The price of Bitcoin has fallen to $89,420, marking a sharp correction that wiped out gains for 2025 and triggered extreme fear signals in the market. Starting the new week with aggressive sell-offs, Bitcoin slipped below $90,000, negatively impacting investor psychology.
About six weeks ago, Bitcoin set a record high of $126,250, but it has since entered a strong retracement phase. Over the weekend, Bitcoin failed to reclaim the $93,700 support level and fell below the 200-day moving average. Additionally, the 'death cross' signal formed by the intersection of the 50-day and 200-day trend lines has increased selling pressure, deepening investor concerns.
This technical outlook is noteworthy as it could lead to sharper corrections, especially during periods of weak liquidity. It is important to note that more than $25 billion had flowed into US spot Bitcoin ETFs in the first half of the year; however, this inflow has nearly come to a halt over the past two weeks. Analysts cite concerns that the Trump administration's tariff policy could create a new wave of inflation and that the Federal Reserve (Fed) may delay anticipated interest rate cuts, causing investor risk appetite to diminish.

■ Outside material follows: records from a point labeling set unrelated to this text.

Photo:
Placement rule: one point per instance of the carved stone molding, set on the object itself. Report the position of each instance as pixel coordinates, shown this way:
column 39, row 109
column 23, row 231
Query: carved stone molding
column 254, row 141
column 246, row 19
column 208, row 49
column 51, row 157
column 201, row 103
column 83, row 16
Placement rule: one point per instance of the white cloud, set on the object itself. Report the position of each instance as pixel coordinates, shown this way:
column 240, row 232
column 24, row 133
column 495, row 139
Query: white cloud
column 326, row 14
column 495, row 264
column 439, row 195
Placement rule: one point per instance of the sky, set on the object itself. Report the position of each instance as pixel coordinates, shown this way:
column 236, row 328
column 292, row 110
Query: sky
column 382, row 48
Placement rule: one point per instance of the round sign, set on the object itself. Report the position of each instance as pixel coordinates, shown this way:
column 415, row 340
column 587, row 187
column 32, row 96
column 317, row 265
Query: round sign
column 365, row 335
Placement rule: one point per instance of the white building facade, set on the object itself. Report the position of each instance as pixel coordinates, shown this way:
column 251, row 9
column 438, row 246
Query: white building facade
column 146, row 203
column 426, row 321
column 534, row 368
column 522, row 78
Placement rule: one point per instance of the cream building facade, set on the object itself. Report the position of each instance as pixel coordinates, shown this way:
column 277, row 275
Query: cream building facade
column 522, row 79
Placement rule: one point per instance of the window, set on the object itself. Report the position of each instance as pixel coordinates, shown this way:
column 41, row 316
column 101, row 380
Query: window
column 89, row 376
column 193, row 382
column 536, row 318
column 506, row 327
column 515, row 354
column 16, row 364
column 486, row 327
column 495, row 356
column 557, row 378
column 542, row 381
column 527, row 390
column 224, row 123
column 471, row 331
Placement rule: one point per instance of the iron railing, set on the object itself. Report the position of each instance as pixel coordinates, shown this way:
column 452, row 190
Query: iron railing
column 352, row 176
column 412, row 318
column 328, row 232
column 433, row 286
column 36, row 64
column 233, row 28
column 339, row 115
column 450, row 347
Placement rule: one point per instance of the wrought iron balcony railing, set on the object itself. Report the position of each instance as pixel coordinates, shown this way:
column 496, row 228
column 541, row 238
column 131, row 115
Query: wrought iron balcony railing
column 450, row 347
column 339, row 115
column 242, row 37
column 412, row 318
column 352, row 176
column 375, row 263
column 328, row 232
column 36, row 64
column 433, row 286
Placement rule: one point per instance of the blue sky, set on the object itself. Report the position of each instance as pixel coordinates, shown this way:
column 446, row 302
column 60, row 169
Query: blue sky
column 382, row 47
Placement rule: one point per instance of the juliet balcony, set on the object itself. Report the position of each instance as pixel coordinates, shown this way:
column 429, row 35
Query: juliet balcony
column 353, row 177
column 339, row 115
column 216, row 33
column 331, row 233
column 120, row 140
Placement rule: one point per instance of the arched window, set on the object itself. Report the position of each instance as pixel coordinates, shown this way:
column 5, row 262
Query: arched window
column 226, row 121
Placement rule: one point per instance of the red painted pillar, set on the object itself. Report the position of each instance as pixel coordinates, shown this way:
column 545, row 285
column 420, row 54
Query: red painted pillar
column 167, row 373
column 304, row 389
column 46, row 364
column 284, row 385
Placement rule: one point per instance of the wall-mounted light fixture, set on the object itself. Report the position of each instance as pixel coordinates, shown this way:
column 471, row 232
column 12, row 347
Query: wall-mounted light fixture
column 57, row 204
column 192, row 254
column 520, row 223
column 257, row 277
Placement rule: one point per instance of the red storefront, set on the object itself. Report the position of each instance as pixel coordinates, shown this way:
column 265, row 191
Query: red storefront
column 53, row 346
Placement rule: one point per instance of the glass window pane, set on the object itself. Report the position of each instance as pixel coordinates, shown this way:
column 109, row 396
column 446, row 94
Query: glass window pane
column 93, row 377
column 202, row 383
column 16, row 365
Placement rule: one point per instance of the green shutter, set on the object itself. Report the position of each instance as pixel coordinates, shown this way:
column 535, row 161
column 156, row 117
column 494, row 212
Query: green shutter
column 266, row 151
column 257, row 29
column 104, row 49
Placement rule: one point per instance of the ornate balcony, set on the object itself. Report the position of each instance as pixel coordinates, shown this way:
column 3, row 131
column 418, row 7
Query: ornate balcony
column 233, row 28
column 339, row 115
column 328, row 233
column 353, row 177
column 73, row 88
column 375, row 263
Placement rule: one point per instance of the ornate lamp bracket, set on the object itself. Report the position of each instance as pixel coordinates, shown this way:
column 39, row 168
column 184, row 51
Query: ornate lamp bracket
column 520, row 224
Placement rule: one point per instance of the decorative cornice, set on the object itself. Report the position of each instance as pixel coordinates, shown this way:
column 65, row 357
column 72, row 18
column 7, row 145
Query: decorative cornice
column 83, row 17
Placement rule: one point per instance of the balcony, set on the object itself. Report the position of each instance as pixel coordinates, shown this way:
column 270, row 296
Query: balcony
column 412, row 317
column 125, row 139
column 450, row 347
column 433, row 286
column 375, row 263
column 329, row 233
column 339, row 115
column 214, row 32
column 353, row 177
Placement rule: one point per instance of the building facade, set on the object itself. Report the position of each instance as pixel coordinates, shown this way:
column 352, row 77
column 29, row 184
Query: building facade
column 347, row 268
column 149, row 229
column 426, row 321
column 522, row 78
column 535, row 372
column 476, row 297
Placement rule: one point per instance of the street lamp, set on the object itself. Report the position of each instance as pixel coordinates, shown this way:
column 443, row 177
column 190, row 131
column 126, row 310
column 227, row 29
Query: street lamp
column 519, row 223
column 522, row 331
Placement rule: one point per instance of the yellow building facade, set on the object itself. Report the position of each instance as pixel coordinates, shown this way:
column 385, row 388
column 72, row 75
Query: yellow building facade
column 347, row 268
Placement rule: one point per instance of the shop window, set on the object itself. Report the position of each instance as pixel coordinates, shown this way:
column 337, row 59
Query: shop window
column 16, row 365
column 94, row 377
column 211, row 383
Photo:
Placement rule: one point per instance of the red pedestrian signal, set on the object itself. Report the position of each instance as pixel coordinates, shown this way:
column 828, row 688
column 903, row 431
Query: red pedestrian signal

The slowdown in institutional buying has further weakened the current cryptocurrency market outlook. The Extreme Fear Index in the crypto market has dropped to 11, registering the lowest level since the bear market of 2022. Social media data also indicate that Bitcoin’s social dominance is rapidly increasing; this usually occurs during times when investors tend to shift away from altcoins toward Bitcoin.
Analysts emphasize that if the $93,000 level cannot be reclaimed in the short term, a liquidity gap may open towards the $86,000 to $88,000 range. However, it is also known that such sharp sentiment shifts often trigger short-lived relief rallies. There is potential for a similar recovery if ETF outflows cease and macro data soften.
On the other hand, 50T Holdings founder Dan Tapiero considers the short-term volatility as noise while stating that the long-term outlook remains strong. Tapiero mentioned that demands from some investors for stablecoins and tokenized assets would return, asserting that Bitcoin's fundamental dynamics have not been disrupted.